# Tail set?



## zigzag (Oct 4, 2011)

I have been hunting and training alot with my friend, He has a great hunting Vizsla same age as mine 1.5yrs now. Its really been fun, we have been using the same trainer and runing our dogs together since they were about 7 months. Fun to watch them progress. My question is about tail set, my friends dog has a high firm tail all the time. While my dog carries his tail low not between his legs just even with his back line. On point my dogs tail is not all that high, just above the back line. While my friends dogs tail is vertical actually beyond vertical sometimes. I have read that the Europeans say that Vizsla should have a low tail set. What does this mean exactly? We are starting to admire the differnces in each others dogs really makes the hunting fun.


----------



## zigzag (Oct 4, 2011)

These are some training pics I have to show the diffrence.


----------



## VictoriaW (Mar 16, 2011)

The standard:

"Tail set just below the level of the croup, thicker at the root and docked one-third off. Ideally, it should reach to the back of the stifle joint and when moving it should be carried at or near the horizontal, not vertically or curled over the back, nor between the legs."


----------



## zigzag (Oct 4, 2011)

when moving


----------



## jcbuch (Oct 15, 2009)

an excerpt from the VCA standard: Backline firm with a slight rise over a short and well muscled loin. The croup is gently rounded to the set on of the tail and is not steep, sunken or flat. When moving at a trot, a properly built Vizsla maintains a steady, level backline. Tail set just below the level of the croup, thicker at the root and docked one-third off. Ideally, it should reach to the back of the stifle joint and when moving it should be carried at or near the horizontal, not vertically or curled over the back, nor between the legs. A docked tail is preferred. 

one Point. some people like a 12" o'clock tail. but it should be straight not curled over. personally i prefer a nice 45 degree angle or slightly higher. the 12 o'clock tail is for setters and english pointers in my opinion. that being said you dog has nice style.

Joe


----------



## zigzag (Oct 4, 2011)

Joe: you dont know what dog is mine  I get so confused with this tail set, back line, breed standard. I gotta say that tail set while moving is high I like it... High tail on point not so much.


----------



## texasred (Jan 29, 2012)

From your description, first post on this topic. The first and last picture is your friends dog and the middle pictures is your dog.


----------



## texasred (Jan 29, 2012)

zigzag said:


> Joe: you dont know what dog is mine  I get so confused with this tail set, back line, breed standard. I gotta say that tail set while moving is high I like it... High tail on point not so much.

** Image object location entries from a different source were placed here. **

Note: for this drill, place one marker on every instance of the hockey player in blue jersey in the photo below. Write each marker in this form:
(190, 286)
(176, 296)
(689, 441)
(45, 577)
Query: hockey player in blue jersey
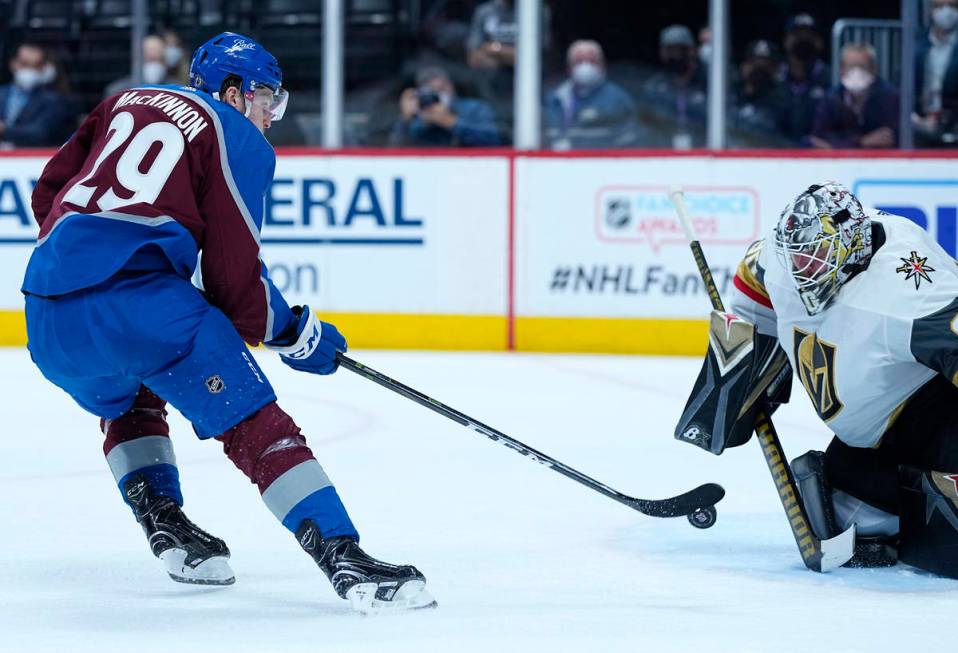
(153, 177)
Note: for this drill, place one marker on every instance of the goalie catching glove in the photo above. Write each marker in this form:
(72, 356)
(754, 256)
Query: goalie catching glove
(312, 344)
(743, 371)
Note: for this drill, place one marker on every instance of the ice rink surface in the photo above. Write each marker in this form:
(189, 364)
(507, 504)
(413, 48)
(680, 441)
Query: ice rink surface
(519, 558)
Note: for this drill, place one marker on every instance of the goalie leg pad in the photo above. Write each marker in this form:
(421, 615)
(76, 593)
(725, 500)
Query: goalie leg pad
(929, 520)
(742, 372)
(831, 512)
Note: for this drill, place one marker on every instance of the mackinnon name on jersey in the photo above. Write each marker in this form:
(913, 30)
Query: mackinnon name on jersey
(180, 112)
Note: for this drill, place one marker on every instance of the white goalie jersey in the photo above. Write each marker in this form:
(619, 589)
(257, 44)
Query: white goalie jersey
(887, 332)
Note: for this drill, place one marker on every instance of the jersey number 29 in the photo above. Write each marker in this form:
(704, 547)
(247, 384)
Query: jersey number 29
(144, 186)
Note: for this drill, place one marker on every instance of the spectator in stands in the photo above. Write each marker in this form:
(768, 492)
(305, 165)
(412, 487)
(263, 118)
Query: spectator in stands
(760, 98)
(587, 110)
(177, 65)
(936, 77)
(675, 97)
(705, 46)
(491, 48)
(432, 115)
(155, 70)
(806, 76)
(863, 110)
(32, 112)
(492, 35)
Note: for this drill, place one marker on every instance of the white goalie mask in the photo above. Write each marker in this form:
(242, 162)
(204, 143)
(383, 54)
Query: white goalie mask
(823, 238)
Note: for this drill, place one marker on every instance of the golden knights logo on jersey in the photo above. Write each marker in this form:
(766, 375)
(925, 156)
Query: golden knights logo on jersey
(815, 366)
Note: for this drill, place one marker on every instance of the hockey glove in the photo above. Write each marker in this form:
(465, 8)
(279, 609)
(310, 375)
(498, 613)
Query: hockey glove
(313, 346)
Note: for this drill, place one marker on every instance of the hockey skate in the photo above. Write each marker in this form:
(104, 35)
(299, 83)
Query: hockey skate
(370, 586)
(190, 554)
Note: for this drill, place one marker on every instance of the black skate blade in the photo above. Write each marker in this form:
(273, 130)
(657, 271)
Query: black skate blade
(203, 581)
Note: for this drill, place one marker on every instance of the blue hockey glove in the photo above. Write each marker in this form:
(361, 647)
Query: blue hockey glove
(313, 347)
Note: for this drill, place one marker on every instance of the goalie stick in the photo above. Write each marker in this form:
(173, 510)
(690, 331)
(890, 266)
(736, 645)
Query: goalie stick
(818, 555)
(697, 504)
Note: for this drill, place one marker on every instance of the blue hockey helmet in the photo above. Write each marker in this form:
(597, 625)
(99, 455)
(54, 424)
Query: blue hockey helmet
(230, 54)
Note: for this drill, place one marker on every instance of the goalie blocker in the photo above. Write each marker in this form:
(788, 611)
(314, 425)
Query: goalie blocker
(743, 371)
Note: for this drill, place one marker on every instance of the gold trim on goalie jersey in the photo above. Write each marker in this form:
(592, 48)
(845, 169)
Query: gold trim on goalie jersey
(815, 367)
(749, 272)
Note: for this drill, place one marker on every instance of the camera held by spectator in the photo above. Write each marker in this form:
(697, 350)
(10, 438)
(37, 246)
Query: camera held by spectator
(431, 114)
(587, 110)
(32, 111)
(863, 110)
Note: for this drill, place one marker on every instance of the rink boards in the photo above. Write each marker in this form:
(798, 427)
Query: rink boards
(498, 250)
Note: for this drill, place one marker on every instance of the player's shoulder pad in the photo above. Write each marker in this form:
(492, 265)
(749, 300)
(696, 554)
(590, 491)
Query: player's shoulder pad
(750, 274)
(236, 130)
(911, 274)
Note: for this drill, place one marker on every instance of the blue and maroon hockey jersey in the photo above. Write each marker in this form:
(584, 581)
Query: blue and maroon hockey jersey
(153, 177)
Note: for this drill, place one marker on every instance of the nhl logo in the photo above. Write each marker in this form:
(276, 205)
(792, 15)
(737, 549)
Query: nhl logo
(618, 212)
(215, 384)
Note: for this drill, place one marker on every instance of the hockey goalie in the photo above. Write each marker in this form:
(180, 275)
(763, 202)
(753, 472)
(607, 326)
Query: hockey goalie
(863, 307)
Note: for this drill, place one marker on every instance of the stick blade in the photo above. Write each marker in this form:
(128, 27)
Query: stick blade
(704, 496)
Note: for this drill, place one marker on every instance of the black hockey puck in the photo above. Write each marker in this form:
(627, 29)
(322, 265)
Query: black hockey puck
(703, 517)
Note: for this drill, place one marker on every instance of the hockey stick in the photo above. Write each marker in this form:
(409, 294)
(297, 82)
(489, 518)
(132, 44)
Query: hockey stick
(698, 504)
(818, 555)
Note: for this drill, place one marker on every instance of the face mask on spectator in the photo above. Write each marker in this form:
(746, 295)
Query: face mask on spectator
(153, 72)
(857, 79)
(27, 79)
(587, 74)
(172, 55)
(945, 18)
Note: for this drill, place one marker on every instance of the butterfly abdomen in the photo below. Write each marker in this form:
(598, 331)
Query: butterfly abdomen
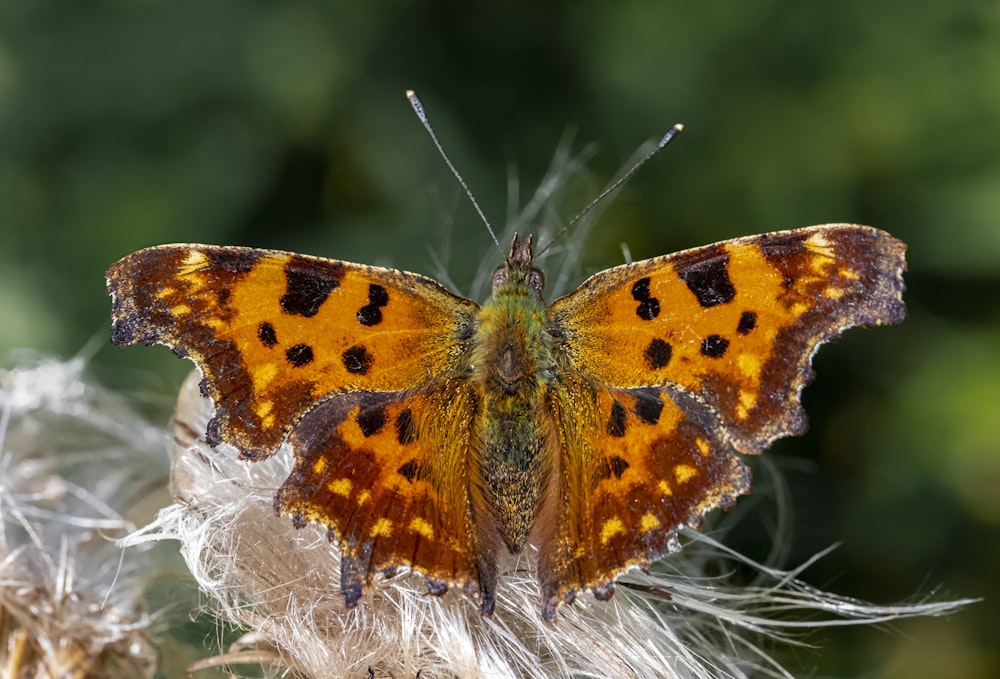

Tail set and the way a dog carries his tail are two different things.


----------



## jcbuch (Oct 15, 2009)

Tail position while moving should be at the horizontal ideally on a V

Joe


----------



## veifera (Apr 25, 2012)

TexasRed is right: tail set is where on the body the tail sits. If you look at the attached link, the breeder is showing a diagram with Weims, GSPs and Vizslas. The comparison of these three breeds in the same diagrams makes it really obvious and easy to understand. The "curve" goes from the back to the thigh and where on that curve the tail is "set" is the all-important tail set. A common criticism is a Vizsla tail that's set so high that it resembles a Weim.

http://www.toldin.com/VizslaStandards.html


----------